Hyundai and Kia EVs Set to Regain the $7,500 US Tax Credit – Here’s What You Need to Know
- evautos2
- Feb 18
- 3 min read
In a surprising turn of events, Hyundai and Kia electric vehicles (EVs) are expected to once again qualify for the full $7,500 federal tax credit. This development is poised to significantly impact the US EV market in 2025, as Hyundai ramps up production of its latest electric models.
Hyundai’s Plan to Regain Tax Credit Eligibility
Hyundai has been a major player in the EV space, but its vehicles had been left off the Department of Energy’s (DOE) updated list of eligible models in early January. The reason? Strict new battery sourcing rules implemented under the Inflation Reduction Act (IRA). While Hyundai has been able to pass the credit on through leasing, it has been pushing for full eligibility for direct buyers.
Now, the company has a clear plan to requalify. Starting next month, Hyundai will begin mass production of the 2025 IONIQ 5 at its new manufacturing plant in Georgia.

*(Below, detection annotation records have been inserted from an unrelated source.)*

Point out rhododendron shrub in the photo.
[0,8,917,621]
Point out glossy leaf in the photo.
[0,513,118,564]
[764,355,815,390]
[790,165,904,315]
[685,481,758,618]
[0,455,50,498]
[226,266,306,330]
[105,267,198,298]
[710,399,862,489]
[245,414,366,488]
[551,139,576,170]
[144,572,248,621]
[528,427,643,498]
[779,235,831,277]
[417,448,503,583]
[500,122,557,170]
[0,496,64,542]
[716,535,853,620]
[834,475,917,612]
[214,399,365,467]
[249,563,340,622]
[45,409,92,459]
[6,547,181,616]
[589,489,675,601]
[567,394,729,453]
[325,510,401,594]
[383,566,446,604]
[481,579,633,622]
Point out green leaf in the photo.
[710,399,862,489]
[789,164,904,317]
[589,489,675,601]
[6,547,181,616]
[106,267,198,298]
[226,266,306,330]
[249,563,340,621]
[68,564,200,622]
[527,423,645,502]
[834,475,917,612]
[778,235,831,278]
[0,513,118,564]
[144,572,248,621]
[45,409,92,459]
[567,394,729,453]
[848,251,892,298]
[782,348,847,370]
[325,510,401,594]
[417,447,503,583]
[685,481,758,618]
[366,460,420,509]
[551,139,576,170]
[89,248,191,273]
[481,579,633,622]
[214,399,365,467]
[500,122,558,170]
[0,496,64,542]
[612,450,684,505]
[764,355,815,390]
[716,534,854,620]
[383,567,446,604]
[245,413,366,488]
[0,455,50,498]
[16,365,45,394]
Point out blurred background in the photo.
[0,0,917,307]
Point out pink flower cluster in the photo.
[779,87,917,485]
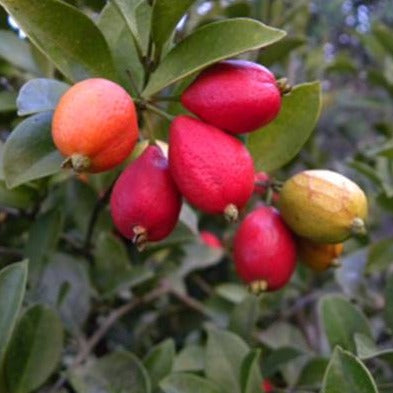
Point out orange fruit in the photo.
[52,78,138,172]
[296,238,344,272]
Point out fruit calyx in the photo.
[351,217,367,236]
[224,203,239,222]
[248,280,269,295]
[132,225,147,252]
[277,78,292,96]
[61,153,91,173]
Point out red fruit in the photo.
[200,231,222,248]
[234,207,296,291]
[169,116,254,219]
[110,146,181,248]
[181,60,281,134]
[262,379,274,393]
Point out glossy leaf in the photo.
[385,274,393,332]
[247,82,322,172]
[355,333,393,362]
[0,29,40,75]
[160,373,222,393]
[0,0,116,81]
[321,347,378,393]
[91,232,153,296]
[320,295,371,352]
[152,0,195,58]
[0,90,17,113]
[229,295,259,342]
[143,338,175,390]
[70,351,151,393]
[205,329,249,393]
[5,305,63,393]
[258,36,307,67]
[33,253,91,332]
[3,112,64,187]
[25,209,63,286]
[97,2,144,94]
[0,261,27,366]
[240,350,263,393]
[143,18,285,97]
[17,78,70,116]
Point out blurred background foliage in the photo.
[0,0,393,393]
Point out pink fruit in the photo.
[169,116,254,219]
[181,60,281,134]
[110,146,181,248]
[234,207,296,291]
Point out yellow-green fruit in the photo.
[127,140,168,163]
[280,170,367,243]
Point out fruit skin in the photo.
[169,116,254,218]
[181,60,281,134]
[110,146,182,247]
[234,206,296,291]
[200,231,223,249]
[296,238,344,272]
[52,78,138,172]
[279,170,367,243]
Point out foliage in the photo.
[0,0,393,393]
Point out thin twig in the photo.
[49,283,170,393]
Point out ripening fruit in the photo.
[200,231,223,248]
[234,206,296,292]
[280,170,367,243]
[110,146,181,249]
[169,116,254,220]
[181,60,281,134]
[296,238,344,272]
[52,78,138,172]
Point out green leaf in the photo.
[5,305,63,393]
[385,274,393,332]
[173,345,205,372]
[152,0,195,58]
[0,0,116,81]
[17,78,70,116]
[205,329,249,393]
[143,338,175,390]
[0,90,17,113]
[258,36,307,67]
[143,18,285,97]
[33,253,91,332]
[373,23,393,56]
[0,181,38,209]
[70,351,151,393]
[247,82,322,172]
[321,347,378,393]
[97,2,144,94]
[297,357,329,388]
[355,333,393,361]
[0,261,27,368]
[366,238,393,273]
[0,29,41,75]
[262,347,304,377]
[160,373,221,393]
[92,232,153,296]
[25,209,63,286]
[240,349,263,393]
[320,295,372,352]
[229,295,259,342]
[3,112,63,188]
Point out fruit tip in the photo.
[351,217,367,236]
[224,203,239,222]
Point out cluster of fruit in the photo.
[52,60,367,291]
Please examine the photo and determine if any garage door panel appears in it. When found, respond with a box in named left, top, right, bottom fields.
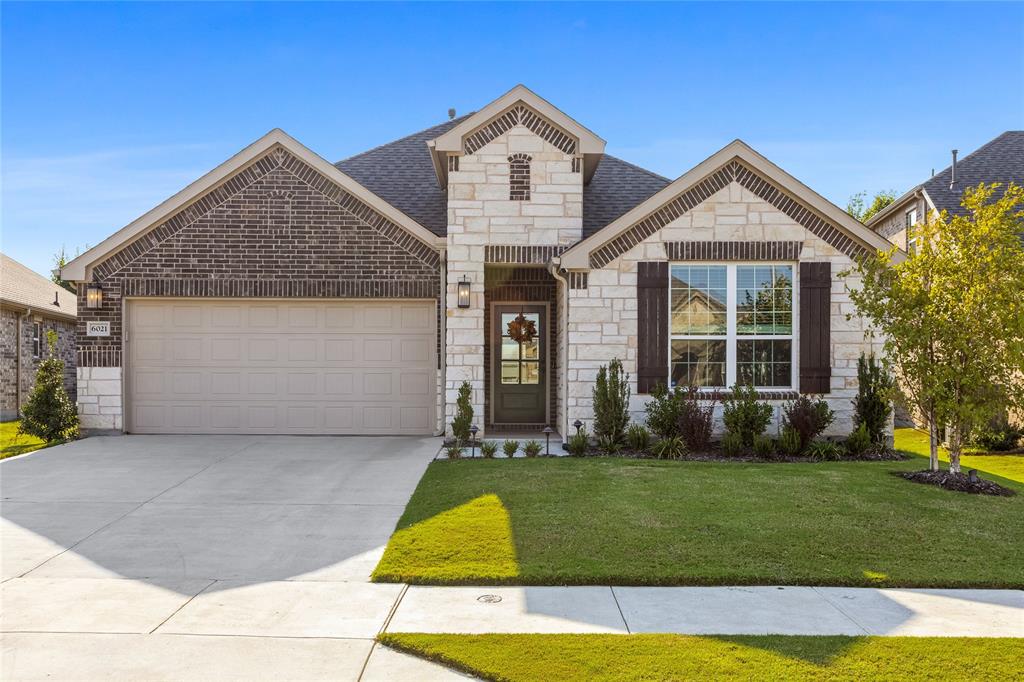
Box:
left=128, top=299, right=437, bottom=434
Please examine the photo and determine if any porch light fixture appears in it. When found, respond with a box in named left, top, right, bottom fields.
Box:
left=85, top=282, right=103, bottom=308
left=459, top=274, right=469, bottom=308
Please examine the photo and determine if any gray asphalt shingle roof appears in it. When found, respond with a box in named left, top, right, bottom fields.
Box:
left=335, top=114, right=670, bottom=238
left=921, top=130, right=1024, bottom=213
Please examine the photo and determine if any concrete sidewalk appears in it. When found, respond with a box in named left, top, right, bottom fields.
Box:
left=386, top=586, right=1024, bottom=637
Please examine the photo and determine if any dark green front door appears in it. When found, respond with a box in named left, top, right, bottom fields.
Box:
left=490, top=303, right=548, bottom=424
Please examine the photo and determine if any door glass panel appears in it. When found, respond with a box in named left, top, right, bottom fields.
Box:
left=522, top=363, right=541, bottom=384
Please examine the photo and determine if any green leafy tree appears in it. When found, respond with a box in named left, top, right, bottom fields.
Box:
left=17, top=330, right=78, bottom=442
left=846, top=189, right=896, bottom=222
left=850, top=183, right=1024, bottom=472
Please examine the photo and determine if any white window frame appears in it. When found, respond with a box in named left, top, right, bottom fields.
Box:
left=667, top=260, right=800, bottom=392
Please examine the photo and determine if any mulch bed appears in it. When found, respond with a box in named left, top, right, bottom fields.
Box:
left=893, top=471, right=1017, bottom=498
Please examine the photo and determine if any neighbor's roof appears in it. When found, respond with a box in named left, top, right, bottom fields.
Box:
left=0, top=253, right=78, bottom=317
left=335, top=114, right=670, bottom=238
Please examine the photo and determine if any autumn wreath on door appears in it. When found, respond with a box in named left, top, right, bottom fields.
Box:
left=509, top=312, right=537, bottom=343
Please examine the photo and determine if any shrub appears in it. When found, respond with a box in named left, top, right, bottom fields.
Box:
left=676, top=386, right=715, bottom=453
left=721, top=431, right=743, bottom=457
left=626, top=424, right=650, bottom=452
left=843, top=422, right=871, bottom=457
left=650, top=436, right=686, bottom=460
left=645, top=384, right=681, bottom=438
left=522, top=440, right=544, bottom=458
left=853, top=354, right=894, bottom=445
left=594, top=357, right=630, bottom=442
left=778, top=425, right=804, bottom=457
left=17, top=330, right=78, bottom=442
left=565, top=428, right=590, bottom=457
left=754, top=435, right=777, bottom=460
left=452, top=381, right=473, bottom=443
left=722, top=384, right=771, bottom=447
left=782, top=395, right=836, bottom=452
left=807, top=440, right=843, bottom=462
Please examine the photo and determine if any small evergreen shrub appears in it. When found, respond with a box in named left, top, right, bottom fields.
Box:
left=782, top=395, right=836, bottom=452
left=452, top=381, right=473, bottom=443
left=807, top=440, right=843, bottom=462
left=565, top=428, right=590, bottom=457
left=17, top=330, right=78, bottom=442
left=853, top=353, right=895, bottom=445
left=626, top=424, right=650, bottom=453
left=722, top=384, right=771, bottom=447
left=843, top=422, right=871, bottom=457
left=721, top=431, right=744, bottom=457
left=676, top=386, right=715, bottom=453
left=644, top=384, right=682, bottom=438
left=754, top=435, right=778, bottom=460
left=778, top=425, right=804, bottom=457
left=650, top=436, right=686, bottom=460
left=593, top=357, right=630, bottom=442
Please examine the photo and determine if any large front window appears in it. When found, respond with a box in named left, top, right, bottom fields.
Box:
left=669, top=263, right=794, bottom=389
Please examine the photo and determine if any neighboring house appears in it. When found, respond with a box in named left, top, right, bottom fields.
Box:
left=62, top=86, right=890, bottom=436
left=866, top=130, right=1024, bottom=250
left=0, top=254, right=77, bottom=421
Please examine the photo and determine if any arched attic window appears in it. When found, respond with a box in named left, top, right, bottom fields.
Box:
left=509, top=154, right=530, bottom=202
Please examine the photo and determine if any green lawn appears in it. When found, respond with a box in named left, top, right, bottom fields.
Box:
left=0, top=421, right=46, bottom=460
left=896, top=429, right=1024, bottom=483
left=374, top=446, right=1024, bottom=588
left=380, top=634, right=1024, bottom=682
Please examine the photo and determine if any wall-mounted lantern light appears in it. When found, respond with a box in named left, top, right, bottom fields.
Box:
left=85, top=282, right=103, bottom=308
left=459, top=274, right=469, bottom=308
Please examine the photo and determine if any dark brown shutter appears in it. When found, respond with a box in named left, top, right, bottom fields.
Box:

This move aligns with new battery production efforts by SK Battery America (SKBA), a division of SK On, which will soon begin producing batteries for Hyundai and Kia EVs in the US.

How Hyundai’s Battery Strategy Plays a Role
Battery sourcing has been a major hurdle for many automakers trying to qualify for the tax credit, but Hyundai’s partnership with SK On is set to change the game. SK will dedicate 9 out of its 12 assembly lines at Hyundai’s new Georgia plant to building batteries specifically for Hyundai and Kia EVs.
With Hyundai’s new EV plant and SK On’s battery facility just five hours apart in Georgia, the automaker will be able to streamline production while meeting the strict IRA battery sourcing requirements. Once fully operational, Hyundai and SK On’s joint battery plant will have an annual capacity of 16.5 GWh—enough to power around 200,000 EVs.

Which Hyundai and Kia EVs Will Qualify?
As of mid-January, only a few Hyundai Motor Group vehicles were on the DOE’s list of eligible models. The 2025 Kia EV9 and EV6 made the cut, while Hyundai’s popular IONIQ 5 and IONIQ 6, along with Genesis models, were left out.
However, with the new battery production plan in place, Hyundai expects that the US-made 2025 IONIQ 5 and IONIQ 9 will qualify for the full $7,500 federal tax credit. This means that for the first time since the IRA passed in 2022, buyers will be able to claim the credit upfront when purchasing, rather than relying on lease-based incentives.
How This Affects Buyers
If you’ve been eyeing a Hyundai or Kia EV, this news could make your purchase even more attractive. Hyundai has already been offering competitive leasing deals to pass on the tax credit, with 2025 IONIQ 5 leases starting as low as $199 per month. Now, with direct purchase incentives likely returning, Hyundai’s EVs could be some of the best deals in the market. Additionally, Hyundai is sweetening the deal with extra perks. Buyers of the 2025 IONIQ 5 can choose between a free ChargePoint Level 2 home charger or a $400 public charging credit, making it even easier to transition to an EV.
Potential Roadblocks: Political Uncertainty
While Hyundai’s strategy seems solid, there’s still some uncertainty surrounding the long-term future of the federal EV tax credit. Former President Donald Trump has stated that if he is re-elected, he may eliminate EV incentives, including the $7,500 tax credit. If this happens, Hyundai and other automakers may need to rethink their US EV strategies once again.
Final Thoughts
For now, Hyundai and Kia are making bold moves to ensure their EVs remain competitive in the US market. With local production ramping up and battery sourcing in compliance with federal guidelines, the IONIQ 5, IONIQ 9, and other Hyundai-Kia EVs are on track to regain full tax credit eligibility.
If you’re considering making the switch to an EV, this could be the perfect time to take advantage of Hyundai and Kia’s incentives. Check with your local dealer to see if these models are available in your area and how you can benefit from the upcoming tax credit changes.